# Regulatory Compliance Category > BEE and Employment Equity Forum >  Trade and Industry on revised Black Business Supplier Development Programme (BBSDP)

## I Robot

Revision of black business supplier development programme to                  increase access to technology   

3 August 2009 

The Department of Trade and Industry (the dti) has effected revisions to the current Black Business Supplier Development Programme (BBSDP). Minister Rob Davies approved the revised guidelines on 12 June 2009, prompting the need to step-up measures to enhance the competitiveness of local, black-owned small and medium enterprises (SMEs). 

Accordingly, the dti announces that applications under the current programme will be accepted until 31 August 2009, after which these will be replaced with the new guidelines, to be published on the dti website, on 30 September 2009. The revised BBSDP will be effective as of 1 April 2010. 

From its inception in 2002, to date (end July 2009), the BBSDP has shown an approximate growth of 800%. A total of 6 409 enterprises have benefited from the Programme and an amount of R268 804 782 has since been disbursed. 

Amendments to the current BBSDP are primarily aimed at assisting black-owned SMEs to acquire productivity-enhancing technology. The revised guidelines further seek to enhance assistance to targeted enterprises, and in so doing, enable them to access opportunities created by the Broad-Based Black Economic Empowerment (B-BBEE) policies of government, and supply goods and services to the corporate sector, parastatals and government. 

In order to enable access to the revised Programme, the dti will also introduce a structured training programme for network facilitators, which will enable them to identify interventions that will contribute towards the competitiveness of local enterprises. 

Network facilitators will be eligible to apply for training and subsequently be accredited after successful completion of the training programme. The selection criteria of applicants will take into account, among other factors, experience in the BBSDP. The training for network facilitators will cover the following modules: 

* use of company assessment tools
* business writing skills
* ethics in consulting
* basic understanding of company accounts
* client and assignment management
* training on the revised BBSDP guidelines. 
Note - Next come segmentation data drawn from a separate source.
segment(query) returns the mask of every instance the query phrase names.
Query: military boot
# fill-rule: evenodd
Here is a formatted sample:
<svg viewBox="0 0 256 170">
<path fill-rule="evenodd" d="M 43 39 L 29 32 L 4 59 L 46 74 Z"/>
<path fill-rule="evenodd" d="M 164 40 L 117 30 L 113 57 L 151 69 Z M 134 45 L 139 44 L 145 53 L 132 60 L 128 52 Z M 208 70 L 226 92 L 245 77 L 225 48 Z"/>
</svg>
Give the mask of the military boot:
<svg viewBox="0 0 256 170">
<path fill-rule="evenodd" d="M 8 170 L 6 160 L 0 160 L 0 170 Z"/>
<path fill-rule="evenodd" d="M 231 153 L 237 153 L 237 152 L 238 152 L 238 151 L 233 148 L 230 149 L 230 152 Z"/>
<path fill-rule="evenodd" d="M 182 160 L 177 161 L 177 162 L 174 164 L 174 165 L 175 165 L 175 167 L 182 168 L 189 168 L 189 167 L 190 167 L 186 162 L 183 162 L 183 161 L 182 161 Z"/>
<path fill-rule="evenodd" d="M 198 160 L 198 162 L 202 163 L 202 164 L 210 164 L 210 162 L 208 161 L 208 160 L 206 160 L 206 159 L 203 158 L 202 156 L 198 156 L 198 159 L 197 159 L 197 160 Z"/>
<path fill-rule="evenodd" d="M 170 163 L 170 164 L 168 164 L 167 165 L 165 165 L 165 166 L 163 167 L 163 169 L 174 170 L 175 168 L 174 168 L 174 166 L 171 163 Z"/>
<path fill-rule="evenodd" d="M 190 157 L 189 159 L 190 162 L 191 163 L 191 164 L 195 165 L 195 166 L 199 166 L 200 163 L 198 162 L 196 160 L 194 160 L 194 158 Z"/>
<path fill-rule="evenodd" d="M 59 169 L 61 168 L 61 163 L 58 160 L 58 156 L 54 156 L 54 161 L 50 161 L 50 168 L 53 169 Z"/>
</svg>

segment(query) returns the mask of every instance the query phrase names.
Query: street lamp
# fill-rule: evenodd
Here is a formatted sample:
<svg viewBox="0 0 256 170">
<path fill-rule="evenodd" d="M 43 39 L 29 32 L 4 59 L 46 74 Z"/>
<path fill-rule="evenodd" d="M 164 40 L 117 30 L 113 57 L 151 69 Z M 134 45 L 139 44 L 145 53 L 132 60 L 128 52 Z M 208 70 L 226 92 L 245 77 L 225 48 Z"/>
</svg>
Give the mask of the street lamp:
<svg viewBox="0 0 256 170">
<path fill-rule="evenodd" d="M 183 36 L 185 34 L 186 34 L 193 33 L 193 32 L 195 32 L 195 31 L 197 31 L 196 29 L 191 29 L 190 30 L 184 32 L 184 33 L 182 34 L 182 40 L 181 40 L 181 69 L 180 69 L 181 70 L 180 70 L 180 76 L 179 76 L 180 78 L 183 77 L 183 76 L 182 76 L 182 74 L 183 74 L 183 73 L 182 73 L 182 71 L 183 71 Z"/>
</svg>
For more information, contact:
Mamosa Dikeledi
Tel: 012 394 1680
Cell: 083 584 6856
E-mail: MDikeledi@thedti.gov.za 

Lillian Mofokeng
Cell: 082 888 8362
E-mail: LMofokeng@thedti.gov.za 

Issued by: Department of Trade and Industry
3 August 2009

More...

----------


## Marq

Just for further info - a summary of the existing scheme....



> The BBSDP is a 90:10 cost-sharing grant, which offers support to black-owned enterprises in South Africa, whereby the dti contributes 90% of the cost of a project and the approved applicant 10%. The scheme provides such companies with access to business development services that assist them to improve their core competencies upgrade managerial capabilities and restructure their processes to become more competitive.


So the anc now feels the need to pump more into the scheme say for example in the IT area so that a recipient company can obtain government related work.

Maybe not a bad thing..but given the cipro it tender questions, the ethewini 2010 website debacle, the saps systems that seems to come and go, the education departments computer systems for pupils that has many questions and relate this to this story  


> Hundreds of senior managers in the public service are involved in insider trading and may have huge potential conflicts of interest, which they won't disclose.
> 
> These senior civil servants have private businesses linked to their departments in government, enabling them to feed off millions of taxpayers' funds.


It seems that this government should rather clean house before feeding these con artists some more with a scheme that can so easily be used. 

Is this just a scheme to make fat cats fatter? Why the need to enhance it? Is it not working in the real world? A growth of 800% seems reasonable doesn't it? Is BEE not enough to get the tenders out to intended parties?

We have AA - job reservation
BEE - Business/profit reservation
Graft and corruption - Political reservation
Grants of all kinds - Financial reservation
Selective property tax rates - extraction socialism scheme

And apparently apartheid is something that was stopped 15 odd years ago and there are no revenge tactics and the only disadvantaged people are those that were previous.

----------